28 June 2014

Mackenzie King Attends the Funeral of Peregine Acland's Mother & Visits Wilfred Campbell's Grave

I had a half hour's rest after luncheon before going into the city to attend Mrs. Acland's funeral. Went in with Hendy by station car, changed to large car before Rideau Club. At the house on Bronson Ave. was shown to a seat on a couch by Mr. Acland. He looked & was very frail – is 88 (his wife was over 90). He held on to my arm during the service & afterwards I sat with him a short time, while the flowers were taken out, then went with Mary & Peregrine to the cemetery. There was only one other car with some relatives. It was a beautiful afternoon & the scene at the cemetery was quite peaceful. Kind words were spoken by those who had come down. Later Lay and I sought out Wilfrid [sic] Campbell's grave & spent a few moments there. — a beautiful restful spot.
An entry in Mackenzie King's diary, dated sixty-five years ago today, gives evidence of a more civilized Ottawa.
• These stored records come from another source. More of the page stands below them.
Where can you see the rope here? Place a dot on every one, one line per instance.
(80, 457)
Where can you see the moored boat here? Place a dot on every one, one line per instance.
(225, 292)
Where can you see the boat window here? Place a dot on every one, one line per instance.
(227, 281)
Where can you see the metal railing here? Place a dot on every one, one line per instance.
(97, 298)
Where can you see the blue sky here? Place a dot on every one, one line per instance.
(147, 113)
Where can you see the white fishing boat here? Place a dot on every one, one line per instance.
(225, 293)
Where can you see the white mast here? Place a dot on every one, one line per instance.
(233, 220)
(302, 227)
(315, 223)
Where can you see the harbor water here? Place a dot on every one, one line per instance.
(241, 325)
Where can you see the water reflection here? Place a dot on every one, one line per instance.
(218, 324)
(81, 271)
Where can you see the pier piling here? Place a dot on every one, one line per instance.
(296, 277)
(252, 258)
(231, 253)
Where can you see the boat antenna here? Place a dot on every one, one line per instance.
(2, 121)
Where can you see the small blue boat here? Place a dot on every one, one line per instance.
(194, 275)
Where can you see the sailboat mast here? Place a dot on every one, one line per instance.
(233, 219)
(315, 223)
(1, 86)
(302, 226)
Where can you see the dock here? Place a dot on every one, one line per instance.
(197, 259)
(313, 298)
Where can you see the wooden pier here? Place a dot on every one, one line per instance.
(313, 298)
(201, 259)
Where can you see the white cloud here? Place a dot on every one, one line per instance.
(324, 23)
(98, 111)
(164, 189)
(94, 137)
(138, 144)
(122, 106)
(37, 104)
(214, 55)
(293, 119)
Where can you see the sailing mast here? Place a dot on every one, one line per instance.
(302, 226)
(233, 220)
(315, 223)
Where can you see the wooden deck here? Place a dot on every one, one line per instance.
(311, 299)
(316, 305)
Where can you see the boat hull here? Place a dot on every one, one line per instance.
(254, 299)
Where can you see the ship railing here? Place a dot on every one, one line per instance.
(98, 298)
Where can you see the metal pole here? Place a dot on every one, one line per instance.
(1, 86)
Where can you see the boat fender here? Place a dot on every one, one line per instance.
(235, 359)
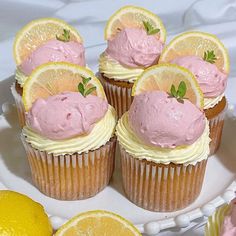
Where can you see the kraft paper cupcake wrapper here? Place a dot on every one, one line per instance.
(71, 177)
(119, 97)
(216, 125)
(19, 106)
(159, 187)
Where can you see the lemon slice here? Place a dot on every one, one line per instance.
(133, 17)
(98, 223)
(161, 77)
(20, 215)
(195, 44)
(57, 77)
(38, 32)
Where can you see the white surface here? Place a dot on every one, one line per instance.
(89, 16)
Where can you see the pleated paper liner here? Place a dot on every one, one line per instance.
(215, 221)
(118, 94)
(71, 177)
(216, 117)
(159, 187)
(19, 104)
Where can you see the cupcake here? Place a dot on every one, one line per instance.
(41, 41)
(206, 57)
(135, 39)
(69, 133)
(223, 221)
(164, 140)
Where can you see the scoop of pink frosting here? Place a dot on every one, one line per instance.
(135, 48)
(211, 80)
(160, 120)
(54, 51)
(228, 227)
(65, 115)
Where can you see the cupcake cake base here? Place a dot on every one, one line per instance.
(216, 117)
(72, 177)
(118, 94)
(159, 187)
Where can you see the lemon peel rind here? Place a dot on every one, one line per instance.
(82, 71)
(31, 24)
(127, 8)
(174, 68)
(209, 36)
(73, 221)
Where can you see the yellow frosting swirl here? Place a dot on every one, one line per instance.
(181, 155)
(20, 77)
(100, 135)
(215, 221)
(112, 69)
(211, 102)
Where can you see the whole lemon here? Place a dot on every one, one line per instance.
(20, 215)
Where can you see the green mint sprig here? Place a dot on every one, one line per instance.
(180, 92)
(83, 88)
(210, 57)
(65, 37)
(149, 28)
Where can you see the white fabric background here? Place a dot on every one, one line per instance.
(90, 16)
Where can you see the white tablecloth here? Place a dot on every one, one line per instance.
(90, 16)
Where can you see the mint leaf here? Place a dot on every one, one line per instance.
(173, 91)
(86, 80)
(181, 89)
(180, 93)
(149, 28)
(65, 37)
(81, 89)
(90, 90)
(210, 57)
The former prime minister was in the eighth month of his retirement from politics when "Mrs. Acland", wife of Frederick Albert Acland and mother of Peregrine Acland, died. The entry gives little sense of the high regard and warmth with which King held the Acland family. Their paths first crossed in 1895 when "Mr. Acland" hired a twenty-year-old Mackenzie King to write for the Globe. Other aspects of their working relationship can be seen in Mrs Acland's Ottawa Citizen obituary (27 June 1949):

During the Second World War, King hired Peregrine, author of All Else is Folly, to act as advisor, press officer and secretary. The younger Acland held the positions until the prime minister's retirement, oversaw the transition to successor Louis St Laurent, then became a manager at a Toronto advertising firm. It's likely that it was he who placed this obituary in the Globe & Mail (27 June 1949):

The prime minister's friendship with William Wilfred Campbell began in 1902 when the poet wrote "H.A. Harper" in memory of King's friend Bert Harper, who had drowned in the Ottawa River whilst trying to save a young woman who had fallen through the ice.

Curiously, throughout King's diaries Wilfred Campbell is referred to invariably as "Wilfrid Campbell"; the influence of that other great Liberal prime minister Wilfrid Laurier, perhaps.